Shelby graduated from Saint Louis University with a Master of Public Health in Biosecurity and Disaster Preparedness before deciding to pursue design full-time. It was during her last year of graduate school that she realized her creative calling and finished her degree by turning a technical capstone project into a design portfolio project.

Her career curiosity and hard work led her to a local agency and SaaS company where she advanced from Art Director to Interactive Art Director to UX Designer. Always in pursuit of knowledge and skill, Shelby also earned a certificate in Human Centered Design from the University of California San Diego.

Shelby at Home

Shelby is an old soul in the truest sense of the word. She loves drinking tea, watching Murder She Wrote episodes, and going to bed early. She’s almost always reading 2-3 books at a time — typically a novel, a memoir, and a design-related book.

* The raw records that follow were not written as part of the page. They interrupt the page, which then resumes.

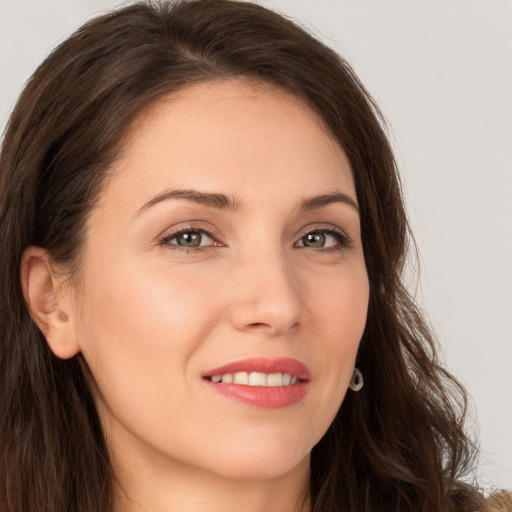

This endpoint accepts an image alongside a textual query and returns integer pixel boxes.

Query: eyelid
[157,221,224,252]
[297,224,352,245]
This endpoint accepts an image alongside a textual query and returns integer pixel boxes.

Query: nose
[227,248,307,336]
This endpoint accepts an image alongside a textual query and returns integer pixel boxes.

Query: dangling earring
[348,368,364,391]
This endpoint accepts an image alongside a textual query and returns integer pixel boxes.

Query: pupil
[177,231,201,247]
[304,232,325,247]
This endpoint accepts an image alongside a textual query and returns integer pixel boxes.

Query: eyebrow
[135,189,359,216]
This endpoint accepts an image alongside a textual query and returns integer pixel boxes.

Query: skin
[23,80,368,512]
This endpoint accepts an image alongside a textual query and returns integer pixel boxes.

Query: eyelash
[158,226,352,254]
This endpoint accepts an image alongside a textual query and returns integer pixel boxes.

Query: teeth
[210,372,298,387]
[233,372,249,384]
[249,372,267,386]
[267,373,283,386]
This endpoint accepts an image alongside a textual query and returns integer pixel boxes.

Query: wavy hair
[0,0,483,512]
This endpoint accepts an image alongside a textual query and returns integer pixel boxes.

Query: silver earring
[348,368,364,391]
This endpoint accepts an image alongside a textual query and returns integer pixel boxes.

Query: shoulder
[486,491,512,512]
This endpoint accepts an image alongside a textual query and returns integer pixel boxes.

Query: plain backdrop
[0,0,512,489]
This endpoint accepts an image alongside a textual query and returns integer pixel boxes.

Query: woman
[0,0,492,512]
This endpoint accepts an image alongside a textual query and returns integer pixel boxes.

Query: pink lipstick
[202,357,310,409]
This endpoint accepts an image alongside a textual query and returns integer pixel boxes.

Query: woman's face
[70,80,368,479]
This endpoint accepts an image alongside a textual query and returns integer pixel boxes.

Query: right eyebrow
[135,189,241,216]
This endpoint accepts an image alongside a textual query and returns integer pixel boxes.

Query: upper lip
[201,357,310,380]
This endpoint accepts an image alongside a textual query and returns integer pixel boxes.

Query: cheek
[77,262,223,399]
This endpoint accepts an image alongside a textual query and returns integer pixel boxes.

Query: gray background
[0,0,512,489]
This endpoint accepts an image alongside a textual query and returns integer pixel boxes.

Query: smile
[202,357,311,409]
[208,372,298,387]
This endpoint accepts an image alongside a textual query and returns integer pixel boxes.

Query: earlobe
[21,246,79,359]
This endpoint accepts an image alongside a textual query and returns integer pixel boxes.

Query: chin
[193,430,310,481]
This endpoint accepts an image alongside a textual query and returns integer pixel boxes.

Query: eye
[297,229,349,249]
[159,228,215,249]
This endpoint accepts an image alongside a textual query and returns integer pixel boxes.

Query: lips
[202,357,311,381]
[202,358,310,409]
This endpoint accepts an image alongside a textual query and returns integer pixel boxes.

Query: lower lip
[205,380,309,409]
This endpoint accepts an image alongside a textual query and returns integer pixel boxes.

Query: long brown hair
[0,0,482,512]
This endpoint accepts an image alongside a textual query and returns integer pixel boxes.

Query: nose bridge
[232,239,304,334]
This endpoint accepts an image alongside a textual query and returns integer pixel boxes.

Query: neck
[114,440,310,512]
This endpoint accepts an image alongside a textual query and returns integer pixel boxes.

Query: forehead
[102,79,353,208]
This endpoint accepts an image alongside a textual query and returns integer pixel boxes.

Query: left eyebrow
[135,189,359,217]
[300,192,359,213]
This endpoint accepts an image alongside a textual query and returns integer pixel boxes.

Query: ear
[21,246,79,359]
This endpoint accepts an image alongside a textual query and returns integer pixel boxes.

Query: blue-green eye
[297,229,348,249]
[160,228,215,249]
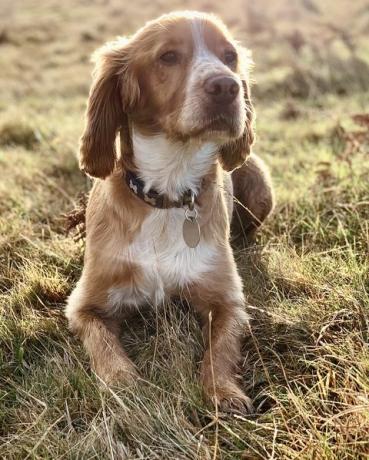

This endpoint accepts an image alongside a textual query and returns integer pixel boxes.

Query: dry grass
[0,0,369,460]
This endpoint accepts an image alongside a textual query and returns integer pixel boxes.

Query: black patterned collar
[125,171,195,209]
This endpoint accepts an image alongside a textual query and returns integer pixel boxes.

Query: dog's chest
[109,209,217,306]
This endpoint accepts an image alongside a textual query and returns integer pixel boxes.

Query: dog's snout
[204,76,240,104]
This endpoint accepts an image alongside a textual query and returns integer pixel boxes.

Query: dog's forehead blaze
[136,16,232,58]
[191,19,232,54]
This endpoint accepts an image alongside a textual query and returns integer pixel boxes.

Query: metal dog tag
[182,209,201,248]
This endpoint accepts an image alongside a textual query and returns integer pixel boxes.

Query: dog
[66,11,274,413]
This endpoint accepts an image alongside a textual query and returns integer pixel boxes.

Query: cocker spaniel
[66,12,273,411]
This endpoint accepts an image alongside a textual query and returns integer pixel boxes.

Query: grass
[0,0,369,460]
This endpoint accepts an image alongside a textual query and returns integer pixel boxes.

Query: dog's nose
[204,76,240,104]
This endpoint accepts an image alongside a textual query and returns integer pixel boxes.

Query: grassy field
[0,0,369,460]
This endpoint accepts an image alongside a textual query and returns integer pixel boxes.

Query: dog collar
[125,171,195,210]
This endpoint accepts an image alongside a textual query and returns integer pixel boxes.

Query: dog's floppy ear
[79,39,139,178]
[220,56,254,171]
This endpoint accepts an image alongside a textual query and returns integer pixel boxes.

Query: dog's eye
[224,50,237,65]
[160,51,179,65]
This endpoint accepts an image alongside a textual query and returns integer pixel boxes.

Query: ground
[0,0,369,459]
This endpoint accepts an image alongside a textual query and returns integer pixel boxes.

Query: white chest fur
[108,129,217,307]
[108,209,217,308]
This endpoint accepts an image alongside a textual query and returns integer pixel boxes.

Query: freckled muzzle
[204,75,240,108]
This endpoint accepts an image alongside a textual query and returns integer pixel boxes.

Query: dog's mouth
[196,113,242,139]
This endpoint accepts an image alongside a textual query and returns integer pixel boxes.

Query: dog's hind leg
[232,154,274,242]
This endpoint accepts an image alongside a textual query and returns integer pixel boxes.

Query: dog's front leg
[191,249,253,413]
[66,283,138,384]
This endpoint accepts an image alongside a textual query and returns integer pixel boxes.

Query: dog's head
[80,12,254,178]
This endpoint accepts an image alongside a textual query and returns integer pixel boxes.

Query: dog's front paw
[204,381,255,415]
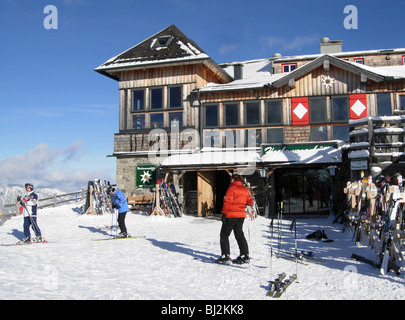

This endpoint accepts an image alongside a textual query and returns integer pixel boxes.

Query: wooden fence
[4,188,87,215]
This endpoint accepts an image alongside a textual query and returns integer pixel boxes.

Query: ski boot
[215,254,231,264]
[21,237,31,243]
[232,254,250,264]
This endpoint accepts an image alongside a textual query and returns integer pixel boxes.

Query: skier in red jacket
[217,174,253,263]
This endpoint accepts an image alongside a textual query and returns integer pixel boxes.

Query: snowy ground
[0,203,405,301]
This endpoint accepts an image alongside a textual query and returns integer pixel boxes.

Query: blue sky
[0,0,405,191]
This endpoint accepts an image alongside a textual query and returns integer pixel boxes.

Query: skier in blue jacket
[17,183,44,243]
[108,187,129,238]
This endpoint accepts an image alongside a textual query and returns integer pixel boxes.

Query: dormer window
[152,36,173,49]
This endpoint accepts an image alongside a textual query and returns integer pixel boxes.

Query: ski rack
[344,179,405,274]
[149,174,183,217]
[85,179,113,215]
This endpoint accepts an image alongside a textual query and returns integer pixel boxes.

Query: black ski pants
[220,217,249,256]
[118,212,127,233]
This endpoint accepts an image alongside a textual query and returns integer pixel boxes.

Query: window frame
[264,99,284,126]
[222,102,240,128]
[167,85,183,110]
[203,103,219,128]
[243,100,262,127]
[281,62,298,73]
[375,92,393,117]
[149,87,165,111]
[131,88,146,112]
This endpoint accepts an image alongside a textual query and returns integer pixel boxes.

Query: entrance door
[197,171,215,217]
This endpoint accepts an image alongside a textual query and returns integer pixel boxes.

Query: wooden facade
[96,26,405,215]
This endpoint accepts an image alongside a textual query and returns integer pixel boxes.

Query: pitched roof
[200,54,405,92]
[95,25,232,81]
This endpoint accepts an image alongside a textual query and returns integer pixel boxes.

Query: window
[377,93,392,116]
[150,88,163,110]
[132,114,145,129]
[281,63,297,73]
[332,125,349,141]
[132,90,145,111]
[152,35,173,49]
[222,130,243,148]
[310,126,328,141]
[266,100,283,125]
[204,130,221,148]
[150,113,164,128]
[267,128,284,143]
[309,98,327,124]
[224,103,239,127]
[245,129,262,147]
[331,97,349,123]
[169,112,183,127]
[245,102,260,126]
[399,95,405,110]
[168,87,183,108]
[205,105,218,127]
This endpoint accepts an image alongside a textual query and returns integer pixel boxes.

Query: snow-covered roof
[95,25,231,80]
[200,54,405,92]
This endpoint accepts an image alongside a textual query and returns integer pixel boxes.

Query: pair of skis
[266,214,298,298]
[266,272,297,298]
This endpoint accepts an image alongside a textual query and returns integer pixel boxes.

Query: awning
[261,147,342,164]
[162,148,260,169]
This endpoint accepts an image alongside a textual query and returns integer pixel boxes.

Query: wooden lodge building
[95,25,405,216]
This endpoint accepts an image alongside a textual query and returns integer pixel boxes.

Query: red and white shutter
[291,97,309,125]
[349,94,367,120]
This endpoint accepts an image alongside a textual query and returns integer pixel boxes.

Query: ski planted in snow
[266,272,287,297]
[92,236,146,241]
[273,274,297,298]
[1,240,48,247]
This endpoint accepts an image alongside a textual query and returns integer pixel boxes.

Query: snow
[0,202,405,301]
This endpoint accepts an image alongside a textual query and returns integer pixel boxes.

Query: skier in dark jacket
[107,187,129,238]
[17,183,44,243]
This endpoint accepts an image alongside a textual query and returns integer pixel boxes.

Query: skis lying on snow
[266,272,287,297]
[194,257,267,269]
[91,236,146,241]
[1,240,48,247]
[272,274,297,298]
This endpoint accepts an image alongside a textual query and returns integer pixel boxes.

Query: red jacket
[222,181,253,218]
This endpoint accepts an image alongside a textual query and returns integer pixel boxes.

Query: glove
[221,214,226,224]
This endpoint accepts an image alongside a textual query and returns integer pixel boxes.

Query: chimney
[233,63,243,80]
[319,37,343,54]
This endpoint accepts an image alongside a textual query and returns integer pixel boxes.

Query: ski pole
[20,200,39,237]
[270,219,273,279]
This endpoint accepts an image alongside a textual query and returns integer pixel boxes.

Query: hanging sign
[291,97,309,125]
[135,163,157,188]
[349,94,367,120]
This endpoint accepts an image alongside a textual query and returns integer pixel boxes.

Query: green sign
[135,163,157,188]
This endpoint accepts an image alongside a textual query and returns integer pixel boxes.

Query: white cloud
[218,44,238,54]
[262,35,320,51]
[0,140,113,192]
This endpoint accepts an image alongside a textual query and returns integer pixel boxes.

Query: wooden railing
[4,188,86,214]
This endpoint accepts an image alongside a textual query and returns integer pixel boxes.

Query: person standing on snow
[107,187,129,238]
[17,183,44,243]
[217,174,253,263]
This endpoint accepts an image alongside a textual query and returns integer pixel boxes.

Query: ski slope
[0,203,405,301]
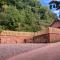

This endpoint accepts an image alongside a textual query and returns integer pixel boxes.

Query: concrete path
[8,43,60,60]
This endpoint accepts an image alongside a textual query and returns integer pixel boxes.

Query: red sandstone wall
[0,31,33,44]
[49,27,60,42]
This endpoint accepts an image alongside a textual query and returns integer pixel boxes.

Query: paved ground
[0,44,48,60]
[8,43,60,60]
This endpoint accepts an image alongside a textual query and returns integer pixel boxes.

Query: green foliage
[0,0,54,32]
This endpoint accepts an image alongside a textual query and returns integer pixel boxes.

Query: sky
[40,0,60,16]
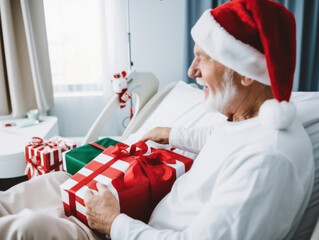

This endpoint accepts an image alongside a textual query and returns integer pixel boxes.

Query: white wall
[130,0,185,87]
[49,0,185,136]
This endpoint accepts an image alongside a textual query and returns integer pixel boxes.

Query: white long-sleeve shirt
[111,114,313,240]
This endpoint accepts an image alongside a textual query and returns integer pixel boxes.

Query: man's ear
[240,76,254,87]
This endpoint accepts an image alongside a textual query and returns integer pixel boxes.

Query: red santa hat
[191,0,296,129]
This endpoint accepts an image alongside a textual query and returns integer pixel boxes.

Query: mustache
[196,78,205,86]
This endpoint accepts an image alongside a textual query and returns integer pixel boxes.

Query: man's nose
[187,60,199,78]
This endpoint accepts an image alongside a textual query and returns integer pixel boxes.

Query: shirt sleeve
[111,155,305,240]
[169,127,214,154]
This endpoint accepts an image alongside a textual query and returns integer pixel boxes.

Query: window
[44,0,109,95]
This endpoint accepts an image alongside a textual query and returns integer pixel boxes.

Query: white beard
[202,68,237,112]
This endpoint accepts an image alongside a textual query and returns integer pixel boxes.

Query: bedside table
[0,116,59,178]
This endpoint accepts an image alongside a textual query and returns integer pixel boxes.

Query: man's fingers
[96,182,108,195]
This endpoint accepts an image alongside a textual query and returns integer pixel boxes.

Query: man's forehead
[194,44,211,58]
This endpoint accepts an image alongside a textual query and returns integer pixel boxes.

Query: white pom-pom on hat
[258,99,296,130]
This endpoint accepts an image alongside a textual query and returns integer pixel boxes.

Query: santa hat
[191,0,296,129]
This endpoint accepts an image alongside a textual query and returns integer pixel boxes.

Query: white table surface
[0,116,59,178]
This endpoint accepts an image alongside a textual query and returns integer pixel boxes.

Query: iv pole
[126,0,133,71]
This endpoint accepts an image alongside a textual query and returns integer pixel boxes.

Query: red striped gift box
[60,142,193,224]
[25,136,76,179]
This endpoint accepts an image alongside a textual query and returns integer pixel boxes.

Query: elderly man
[0,0,313,240]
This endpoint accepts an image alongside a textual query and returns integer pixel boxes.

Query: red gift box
[25,136,76,179]
[60,142,193,224]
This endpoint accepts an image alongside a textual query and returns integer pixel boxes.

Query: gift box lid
[63,138,119,175]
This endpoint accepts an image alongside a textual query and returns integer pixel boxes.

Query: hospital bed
[82,72,319,240]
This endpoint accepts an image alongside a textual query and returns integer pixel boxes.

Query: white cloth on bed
[0,172,98,240]
[111,113,313,240]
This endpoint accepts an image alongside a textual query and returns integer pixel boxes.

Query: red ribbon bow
[69,141,176,218]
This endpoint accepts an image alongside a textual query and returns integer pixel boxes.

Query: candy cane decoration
[112,71,133,119]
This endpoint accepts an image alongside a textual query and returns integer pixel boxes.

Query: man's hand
[84,183,120,234]
[141,127,171,144]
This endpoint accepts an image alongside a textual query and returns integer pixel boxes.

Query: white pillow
[125,81,226,158]
[125,82,319,239]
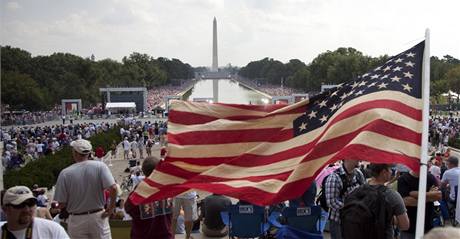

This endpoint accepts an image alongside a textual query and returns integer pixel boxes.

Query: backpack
[316,169,350,212]
[340,184,392,239]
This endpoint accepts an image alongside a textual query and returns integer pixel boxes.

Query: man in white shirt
[123,137,131,160]
[441,156,460,201]
[0,186,69,239]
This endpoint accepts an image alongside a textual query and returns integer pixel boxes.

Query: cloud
[6,2,21,11]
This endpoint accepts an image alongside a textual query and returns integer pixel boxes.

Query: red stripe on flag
[168,128,294,145]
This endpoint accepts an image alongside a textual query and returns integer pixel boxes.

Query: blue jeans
[329,220,342,239]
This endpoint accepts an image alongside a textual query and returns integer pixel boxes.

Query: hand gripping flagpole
[411,29,430,239]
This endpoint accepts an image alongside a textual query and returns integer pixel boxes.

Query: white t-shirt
[0,217,70,239]
[430,165,441,179]
[441,167,460,200]
[131,175,145,186]
[123,140,131,150]
[177,191,196,199]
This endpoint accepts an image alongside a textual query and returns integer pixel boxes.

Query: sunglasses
[10,200,37,209]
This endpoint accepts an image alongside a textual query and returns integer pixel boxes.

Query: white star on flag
[299,122,307,131]
[318,100,327,108]
[371,74,379,79]
[378,82,388,89]
[405,61,415,67]
[403,72,414,79]
[402,84,412,92]
[393,66,402,72]
[319,115,327,123]
[390,76,401,82]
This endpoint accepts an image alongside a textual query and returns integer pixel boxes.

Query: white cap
[3,186,37,205]
[70,139,93,154]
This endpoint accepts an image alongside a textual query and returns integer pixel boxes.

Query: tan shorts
[173,198,198,222]
[201,223,228,237]
[67,211,112,239]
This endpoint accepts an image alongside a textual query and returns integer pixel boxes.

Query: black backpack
[340,184,392,239]
[316,169,350,212]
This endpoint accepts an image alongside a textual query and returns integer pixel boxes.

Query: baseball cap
[3,186,37,205]
[447,156,458,165]
[70,139,93,154]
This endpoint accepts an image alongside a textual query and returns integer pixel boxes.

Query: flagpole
[415,29,430,239]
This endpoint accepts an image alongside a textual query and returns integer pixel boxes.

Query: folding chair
[221,205,269,238]
[282,206,323,233]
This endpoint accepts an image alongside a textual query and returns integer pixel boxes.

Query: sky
[0,0,460,67]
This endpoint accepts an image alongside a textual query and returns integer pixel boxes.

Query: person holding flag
[130,32,429,237]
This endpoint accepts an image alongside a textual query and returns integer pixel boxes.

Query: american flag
[131,42,424,205]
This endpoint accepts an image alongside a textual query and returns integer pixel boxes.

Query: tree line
[1,46,194,111]
[238,47,460,103]
[1,46,460,111]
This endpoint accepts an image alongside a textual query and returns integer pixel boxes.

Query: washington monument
[211,17,219,72]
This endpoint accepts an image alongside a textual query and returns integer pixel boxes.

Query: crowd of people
[0,122,114,169]
[1,111,60,125]
[0,109,460,239]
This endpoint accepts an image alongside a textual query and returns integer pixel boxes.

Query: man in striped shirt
[325,160,366,239]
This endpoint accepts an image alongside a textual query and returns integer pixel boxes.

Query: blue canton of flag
[293,42,425,136]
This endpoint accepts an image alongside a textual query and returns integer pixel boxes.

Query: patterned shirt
[325,166,366,222]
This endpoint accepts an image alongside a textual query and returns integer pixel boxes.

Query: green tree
[1,70,45,110]
[445,64,460,103]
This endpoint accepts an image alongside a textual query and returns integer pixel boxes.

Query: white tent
[105,102,136,113]
[442,90,458,99]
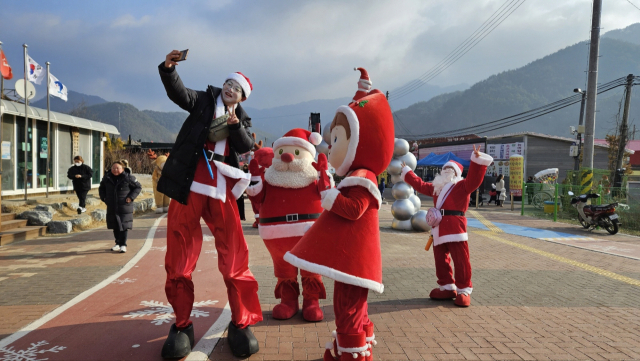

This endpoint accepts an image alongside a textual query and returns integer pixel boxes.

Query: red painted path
[0,217,230,361]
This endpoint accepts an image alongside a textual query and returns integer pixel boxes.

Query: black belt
[258,213,320,224]
[440,209,464,217]
[207,150,224,163]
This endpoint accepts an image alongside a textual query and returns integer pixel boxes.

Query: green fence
[521,183,640,233]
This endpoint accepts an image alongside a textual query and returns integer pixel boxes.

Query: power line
[389,0,526,100]
[397,77,640,138]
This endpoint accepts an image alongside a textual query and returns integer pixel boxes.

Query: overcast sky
[0,0,640,111]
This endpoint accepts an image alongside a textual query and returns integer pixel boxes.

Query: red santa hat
[273,128,322,158]
[225,71,253,98]
[336,68,394,176]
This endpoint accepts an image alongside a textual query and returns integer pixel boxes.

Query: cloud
[0,0,640,110]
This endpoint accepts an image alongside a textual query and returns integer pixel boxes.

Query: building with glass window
[0,100,120,196]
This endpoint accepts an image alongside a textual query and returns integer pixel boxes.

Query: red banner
[0,49,13,80]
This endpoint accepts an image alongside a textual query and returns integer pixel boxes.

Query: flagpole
[45,62,51,198]
[22,44,29,201]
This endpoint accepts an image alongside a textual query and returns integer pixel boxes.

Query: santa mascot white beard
[264,158,318,188]
[432,169,460,195]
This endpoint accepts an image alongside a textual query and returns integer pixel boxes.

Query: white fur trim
[258,221,315,239]
[321,188,340,211]
[336,105,360,177]
[273,133,317,158]
[337,177,382,209]
[400,165,411,182]
[247,179,264,197]
[225,73,251,98]
[284,252,384,293]
[309,132,322,145]
[471,152,493,166]
[440,283,457,291]
[442,161,462,178]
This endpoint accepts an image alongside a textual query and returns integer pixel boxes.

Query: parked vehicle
[568,192,620,234]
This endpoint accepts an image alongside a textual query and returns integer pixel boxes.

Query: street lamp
[573,88,587,171]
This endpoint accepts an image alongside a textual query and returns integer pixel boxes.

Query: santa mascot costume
[402,146,493,307]
[247,147,273,228]
[284,68,394,361]
[247,128,331,322]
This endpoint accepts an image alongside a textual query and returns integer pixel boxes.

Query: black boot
[162,323,194,359]
[227,322,260,357]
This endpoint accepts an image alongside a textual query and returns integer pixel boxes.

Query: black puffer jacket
[98,169,142,231]
[67,163,93,191]
[158,63,255,204]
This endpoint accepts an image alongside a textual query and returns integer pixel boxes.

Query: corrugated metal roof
[0,99,120,134]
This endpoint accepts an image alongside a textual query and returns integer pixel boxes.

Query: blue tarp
[418,152,471,168]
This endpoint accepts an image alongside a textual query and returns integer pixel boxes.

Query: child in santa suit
[284,68,394,360]
[158,50,262,359]
[247,145,273,228]
[247,128,328,322]
[402,146,493,307]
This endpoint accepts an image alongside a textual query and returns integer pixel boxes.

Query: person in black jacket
[67,155,93,214]
[98,161,142,253]
[158,50,262,358]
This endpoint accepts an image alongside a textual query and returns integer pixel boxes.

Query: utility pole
[582,0,602,169]
[573,88,587,171]
[614,74,633,172]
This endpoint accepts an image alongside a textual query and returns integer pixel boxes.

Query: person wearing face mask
[402,146,493,307]
[67,155,93,214]
[98,161,142,253]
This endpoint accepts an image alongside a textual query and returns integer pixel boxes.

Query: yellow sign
[508,154,524,197]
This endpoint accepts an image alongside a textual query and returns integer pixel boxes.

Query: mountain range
[395,24,640,138]
[26,23,640,145]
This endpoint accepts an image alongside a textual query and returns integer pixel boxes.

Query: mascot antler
[251,133,264,151]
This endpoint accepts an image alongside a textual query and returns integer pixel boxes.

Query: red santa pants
[264,236,327,300]
[165,192,262,328]
[433,241,473,288]
[333,281,371,334]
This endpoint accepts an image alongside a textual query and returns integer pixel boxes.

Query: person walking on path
[401,146,493,307]
[67,155,93,214]
[98,161,142,253]
[496,174,507,207]
[158,50,262,358]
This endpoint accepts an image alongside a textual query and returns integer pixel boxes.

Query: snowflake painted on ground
[0,341,66,361]
[111,278,136,285]
[124,300,218,324]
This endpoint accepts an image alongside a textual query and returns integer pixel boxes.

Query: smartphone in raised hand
[173,49,189,62]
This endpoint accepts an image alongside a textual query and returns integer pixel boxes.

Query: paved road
[0,201,640,360]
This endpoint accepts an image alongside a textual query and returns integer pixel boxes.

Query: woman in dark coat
[99,161,142,253]
[67,155,93,214]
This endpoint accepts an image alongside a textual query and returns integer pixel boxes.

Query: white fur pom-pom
[309,132,322,145]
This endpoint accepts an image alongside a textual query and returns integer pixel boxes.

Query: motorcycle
[568,192,620,234]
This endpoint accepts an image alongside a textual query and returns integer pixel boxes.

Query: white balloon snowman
[387,138,431,232]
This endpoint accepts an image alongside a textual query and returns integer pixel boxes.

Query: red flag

She’s also incredibly passionate about the things she’s interested in — namely true crime, traveling, good design (it’s not all subjective) and music (favorites range from The National to Chance the Rapper).

Jay Fletcher Dribbble


It’s safe to say I’ve got a recently saved Dribbble shot by Jay Fletcher. His brand work is some of the earliest I saw that made me really want to be a better designer. His style lives somewhere between timeless and contemporary, and everything he produces is both simple and satisfying.

Memorable Meal

It’s definitely a shuck-your-own oyster picnic at Hog Island Oyster Farm after a let’s-drive-and-see-where-we-end-up trip down the Pacific Highway. They were handed oysters straight out of the bay on ice, lemons, hot sauce, gloves and a shucking knife. Turns out working for your oysters makes them taste that much better.

Design doesn’t need to be delightful for it to work, but that’s like saying food doesn’t need to be tasty to keep us alive.